White cannot make progress.

9.Kb6 Stalemate.






08 August 2023

TWIC 1500!

Yesterday, Mark Crowther released the 1500th issue of The Week in Chess. His database now contains 3,581,971 games. Kudos to Crowther for dedication and consistency for 29 years! A couple of years ago, I filled in gaps in my own collection through a donation to TWIC. Crowther sent a link to download his personal copy. Now is a good time to do this if you have not already.

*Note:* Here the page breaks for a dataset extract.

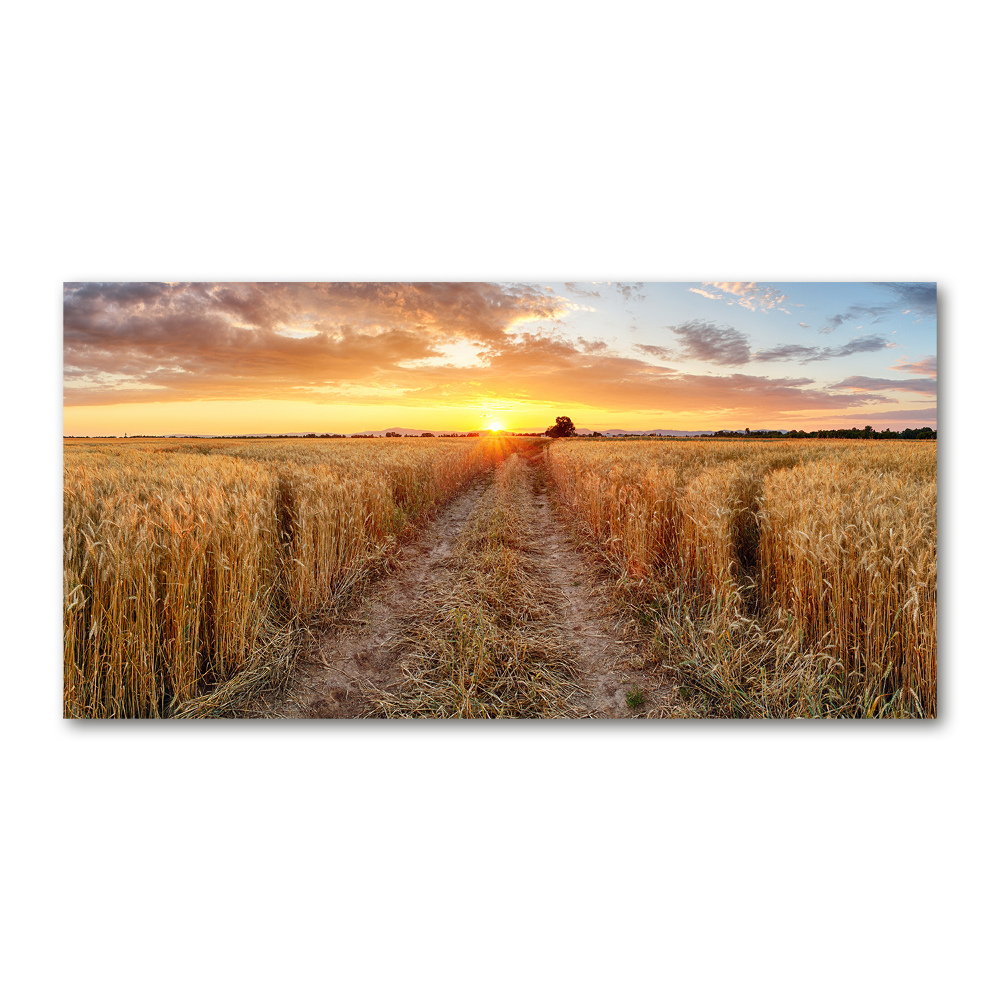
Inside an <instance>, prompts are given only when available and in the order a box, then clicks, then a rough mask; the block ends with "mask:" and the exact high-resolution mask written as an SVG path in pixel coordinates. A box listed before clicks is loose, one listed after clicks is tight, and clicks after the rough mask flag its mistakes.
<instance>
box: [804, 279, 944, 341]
mask: <svg viewBox="0 0 1000 1000" xmlns="http://www.w3.org/2000/svg"><path fill="white" fill-rule="evenodd" d="M872 284H873V285H874V286H875V287H876V288H884V289H887V290H889V291H891V292H893V293H894V295H895V300H894V301H893V302H891V303H889V304H886V305H883V304H865V303H859V304H855V305H852V306H851V307H850V309H848V310H847V311H846V312H843V313H837V315H835V316H831V317H830V318H829V319H828V320H827V321H826V322H827V325H826V326H824V327H823V328H822V329H821V330H820V333H833V331H834V330H836V329H837V327H839V326H841V325H842V324H844V323H850V322H856V321H857V320H859V319H863V318H867V320H868V322H870V323H871V324H872V325H874V324H875V323H880V322H882V321H883V320H884V318H885V316H886V315H888V314H890V313H895V312H899V313H912V314H915V315H916V316H917V318H918V321H920V320H923V319H925V318H927V317H930V316H936V315H937V285H936V284H935V283H933V282H931V283H927V282H913V281H875V282H872ZM858 329H861V328H860V327H859V328H858Z"/></svg>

My copy exceeds Crowther's number by almost 3000 because I do a poor job of clearing duplicates. If my settings are wrong in the "find duplicates" feature of ChessBase, I could lose some of the sixteen games mentioned in "A Glass of Scotch". The moves may be the same, but the players, dates, and a events differ. Duplication is part of the historical record. I've also corrupted enough databases to be wary of changing large databases beyond simply adding more games.

I've been using The Week in Chess since I first discovered it twenty years ago. Crowther gathers all the games from the most important tournaments. These are then made available free. Someone who purchases ChessBase and pays an annual fee for updates should be able to get the same games. ChessBase is getting them from Crowther, I suspect.

I prefer keeping ChessBase Mega as it came from ChessBase without modification, and then use TWIC for games played in the past few years.

04 August 2023

A Glass of Scotch

Isn't this a forced draw?
Ryan Ackerman

Computer moves.
Cam Leslie

Black to move
After 10.Ba3

After a game at the Spokane Chess Club where this position arose, there was some discussion among the top players, experts Ryan Ackerman and Cam Leslie. I looked up the position in ChessBase's iPhone app, finding quite a few games that followed Ackerman's recommendation.

10...Nb4! 11.Bb2

11.g3 has been played. The computer says Black is better, but White has managed to draw at the top levels.

11...Bg7 12.a3

12.f4 is another try the engine finds dubious where White managed to draw among players rated over 2400.

12...Nd5 13.Nd2 O-O 14.O-O-O Rfe8

White to move

15.Qf3 Nb6 16.Ne4 Bxe5

16...d5 would be a novelty, but also leads to a draw if players can find the engine's moves.

17.Bxe5 Qxe5 18.Nf6 Kf8 19.Nxe8 Qa1+

White to move

Checking The Week in Chess finds fifteen games that have followed this line, all drawn. This line may be a forced draw at the top levels, but a few inaccurate options for White could serve to complicate matters at the club level.

In my game from the diagram at the top of the post, my opponent played 10...Qe6. He resigned after 11.cxd5 cxd5 12.Qxa6

After returning home, I drank a glass of Scotch.